Oficjalna miara inflacji w Szwajcarii w sierpniu utrzymała się praktycznie na zerze. Taki wynik wywołałby atak paniki u wielu bankierów centralnych, ale Helweci raczej nie będą mieli z tego powodu nieprzespanych nocy.


W sierpniu inflacja CPI w Szwajcarii wyniosła 0,2% rok do roku i utrzymała się na tym samym poziomie co w lipcu – poinformował Federalny Urząd Statystyczny. Względem poprzedniego miesiąca szwajcarski indeks cen dóbr konsumpcyjnych obniżył się o 0,1%.


Od początku 2025 roczna dynamika wskaźnika CPI w Szwajcarii utrzymuje się w pobliżu zera. W styczniu wyniosła ona 0,4%, a w lutym i marcu 0,3% oraz spadła do 0,0% w kwietniu. Maj stał pod znakiem pierwszej od 4 lat statystycznej deflacji w kraju Helwetów (-0,1% rdr), ale już czerwiec przyniósł powrót powyżej zera i odczyt na poziomie 0,1% rdr.

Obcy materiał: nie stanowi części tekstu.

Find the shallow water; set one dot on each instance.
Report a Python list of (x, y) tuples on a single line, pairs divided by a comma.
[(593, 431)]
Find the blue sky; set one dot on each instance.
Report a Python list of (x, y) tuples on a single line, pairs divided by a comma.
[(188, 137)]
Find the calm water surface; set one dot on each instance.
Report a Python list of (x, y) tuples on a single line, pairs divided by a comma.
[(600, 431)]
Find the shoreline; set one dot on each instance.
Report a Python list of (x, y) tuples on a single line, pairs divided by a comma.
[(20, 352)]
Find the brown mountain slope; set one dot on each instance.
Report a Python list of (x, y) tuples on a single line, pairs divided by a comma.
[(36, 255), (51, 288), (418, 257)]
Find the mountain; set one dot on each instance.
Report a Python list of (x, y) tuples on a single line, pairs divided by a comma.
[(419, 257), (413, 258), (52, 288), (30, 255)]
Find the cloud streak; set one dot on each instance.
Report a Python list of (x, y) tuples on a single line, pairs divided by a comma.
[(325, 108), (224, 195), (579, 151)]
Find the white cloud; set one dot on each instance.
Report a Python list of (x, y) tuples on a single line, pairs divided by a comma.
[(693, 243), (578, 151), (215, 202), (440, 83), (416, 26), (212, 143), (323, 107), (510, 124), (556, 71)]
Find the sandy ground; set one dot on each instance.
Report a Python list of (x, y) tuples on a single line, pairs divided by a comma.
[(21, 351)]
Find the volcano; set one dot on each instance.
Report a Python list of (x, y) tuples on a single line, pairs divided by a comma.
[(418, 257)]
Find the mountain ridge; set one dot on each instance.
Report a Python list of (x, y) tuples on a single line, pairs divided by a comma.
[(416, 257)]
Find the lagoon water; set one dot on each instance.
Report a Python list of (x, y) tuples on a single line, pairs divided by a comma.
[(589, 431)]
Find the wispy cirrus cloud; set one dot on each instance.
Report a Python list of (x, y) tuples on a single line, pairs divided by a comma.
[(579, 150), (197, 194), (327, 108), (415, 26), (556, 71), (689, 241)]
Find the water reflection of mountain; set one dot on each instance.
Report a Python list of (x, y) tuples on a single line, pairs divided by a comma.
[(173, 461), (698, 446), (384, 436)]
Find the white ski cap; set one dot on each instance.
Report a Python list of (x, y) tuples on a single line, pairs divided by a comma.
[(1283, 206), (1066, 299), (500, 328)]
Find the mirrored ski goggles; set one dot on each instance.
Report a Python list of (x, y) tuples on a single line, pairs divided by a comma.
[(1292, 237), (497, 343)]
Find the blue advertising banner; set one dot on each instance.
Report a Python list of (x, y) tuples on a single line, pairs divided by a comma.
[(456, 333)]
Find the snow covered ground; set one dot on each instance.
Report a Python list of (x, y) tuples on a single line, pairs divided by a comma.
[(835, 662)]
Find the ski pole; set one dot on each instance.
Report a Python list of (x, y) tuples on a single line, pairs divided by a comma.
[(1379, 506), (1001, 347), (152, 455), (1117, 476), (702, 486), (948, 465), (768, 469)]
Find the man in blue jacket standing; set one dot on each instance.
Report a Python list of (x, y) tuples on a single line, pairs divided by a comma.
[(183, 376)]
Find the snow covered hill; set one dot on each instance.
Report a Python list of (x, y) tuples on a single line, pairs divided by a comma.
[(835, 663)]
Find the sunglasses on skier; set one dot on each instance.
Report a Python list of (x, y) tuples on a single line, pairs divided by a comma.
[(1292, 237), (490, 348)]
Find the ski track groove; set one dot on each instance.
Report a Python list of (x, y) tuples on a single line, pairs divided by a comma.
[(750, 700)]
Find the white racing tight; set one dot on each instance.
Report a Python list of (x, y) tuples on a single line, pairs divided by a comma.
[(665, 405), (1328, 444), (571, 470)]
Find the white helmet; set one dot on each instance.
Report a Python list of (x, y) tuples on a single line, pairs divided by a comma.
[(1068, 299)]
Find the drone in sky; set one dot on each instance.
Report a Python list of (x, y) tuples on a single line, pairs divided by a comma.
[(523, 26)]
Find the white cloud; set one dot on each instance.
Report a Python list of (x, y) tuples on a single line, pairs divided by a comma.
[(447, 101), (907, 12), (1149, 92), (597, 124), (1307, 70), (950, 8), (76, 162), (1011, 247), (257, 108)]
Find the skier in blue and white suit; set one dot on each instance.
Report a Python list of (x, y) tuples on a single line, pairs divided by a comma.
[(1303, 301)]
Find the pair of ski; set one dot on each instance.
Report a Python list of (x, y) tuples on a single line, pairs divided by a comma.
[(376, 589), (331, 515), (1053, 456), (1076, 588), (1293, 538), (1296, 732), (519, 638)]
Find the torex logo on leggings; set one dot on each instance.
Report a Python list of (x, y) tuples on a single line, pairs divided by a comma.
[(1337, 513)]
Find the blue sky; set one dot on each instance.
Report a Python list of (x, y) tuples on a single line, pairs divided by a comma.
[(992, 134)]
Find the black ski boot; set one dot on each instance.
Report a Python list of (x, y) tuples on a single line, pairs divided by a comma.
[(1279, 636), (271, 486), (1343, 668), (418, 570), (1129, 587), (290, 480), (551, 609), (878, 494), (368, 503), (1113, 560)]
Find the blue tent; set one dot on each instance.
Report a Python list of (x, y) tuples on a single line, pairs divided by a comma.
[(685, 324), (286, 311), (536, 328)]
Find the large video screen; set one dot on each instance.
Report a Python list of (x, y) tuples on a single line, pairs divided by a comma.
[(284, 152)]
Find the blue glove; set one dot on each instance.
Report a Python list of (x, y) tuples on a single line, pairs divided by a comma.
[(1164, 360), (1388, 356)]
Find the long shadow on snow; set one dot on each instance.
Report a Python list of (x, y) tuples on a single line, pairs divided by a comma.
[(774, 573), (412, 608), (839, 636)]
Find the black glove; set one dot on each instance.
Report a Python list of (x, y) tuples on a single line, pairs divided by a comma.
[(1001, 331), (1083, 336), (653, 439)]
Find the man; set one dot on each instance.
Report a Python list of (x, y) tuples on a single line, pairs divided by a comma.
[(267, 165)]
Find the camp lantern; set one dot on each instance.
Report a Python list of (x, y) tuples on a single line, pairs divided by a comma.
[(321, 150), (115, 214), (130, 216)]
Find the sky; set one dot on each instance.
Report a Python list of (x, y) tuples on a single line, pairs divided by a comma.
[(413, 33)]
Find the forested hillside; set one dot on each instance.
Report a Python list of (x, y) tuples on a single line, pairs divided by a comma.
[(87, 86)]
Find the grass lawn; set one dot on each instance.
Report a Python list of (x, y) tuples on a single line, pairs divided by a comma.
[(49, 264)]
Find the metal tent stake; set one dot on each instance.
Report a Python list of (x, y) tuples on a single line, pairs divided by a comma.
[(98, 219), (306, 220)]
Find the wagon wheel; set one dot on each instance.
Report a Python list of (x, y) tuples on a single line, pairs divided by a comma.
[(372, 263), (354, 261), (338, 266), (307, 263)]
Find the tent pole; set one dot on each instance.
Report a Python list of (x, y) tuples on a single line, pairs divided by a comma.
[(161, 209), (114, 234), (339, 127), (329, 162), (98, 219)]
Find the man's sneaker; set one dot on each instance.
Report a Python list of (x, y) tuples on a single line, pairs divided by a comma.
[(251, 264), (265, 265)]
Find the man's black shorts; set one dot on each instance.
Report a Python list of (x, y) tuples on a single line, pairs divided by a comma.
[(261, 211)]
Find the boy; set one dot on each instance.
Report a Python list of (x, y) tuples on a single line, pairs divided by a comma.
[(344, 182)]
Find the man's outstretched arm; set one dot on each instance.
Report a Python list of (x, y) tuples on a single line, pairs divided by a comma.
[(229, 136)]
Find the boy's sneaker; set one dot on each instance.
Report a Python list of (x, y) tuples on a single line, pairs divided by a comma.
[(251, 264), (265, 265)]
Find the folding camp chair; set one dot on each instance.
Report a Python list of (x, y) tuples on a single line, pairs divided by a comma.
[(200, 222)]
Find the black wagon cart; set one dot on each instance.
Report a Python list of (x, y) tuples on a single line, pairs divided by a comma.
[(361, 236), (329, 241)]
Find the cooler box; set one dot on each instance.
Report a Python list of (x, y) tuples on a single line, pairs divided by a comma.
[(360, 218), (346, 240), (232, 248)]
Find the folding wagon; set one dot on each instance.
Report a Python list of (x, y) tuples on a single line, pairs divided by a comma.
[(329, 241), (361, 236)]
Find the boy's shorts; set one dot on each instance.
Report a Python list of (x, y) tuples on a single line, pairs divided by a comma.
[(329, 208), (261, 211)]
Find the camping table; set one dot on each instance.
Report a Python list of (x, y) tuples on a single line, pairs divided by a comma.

To wszystko nie zmienia faktu, że w 2025 roku Szwajcaria osiągnęła autentyczną stabilność cen. Przynajmniej średnio i w ogólności, bo ceny poszczególnych dóbr mogą być (i często są) zarówno wyższe, jak i niższe niż rok temu. Chodzi tu o kontrast ze „stabilnością cen” definiowaną przez bankierów centralnych jako stan permanentnej inflacji rozumianej jako systematyczny WZROST cen. Bez znaczenia, czy cel inflacyjny wynosi 2%, 2,5% czy 3,5% - bankom centralnym zawsze chodzi o utrzymanie relatywnie niskiej, ale permanentnej, inflacji cenowej i monetarnej.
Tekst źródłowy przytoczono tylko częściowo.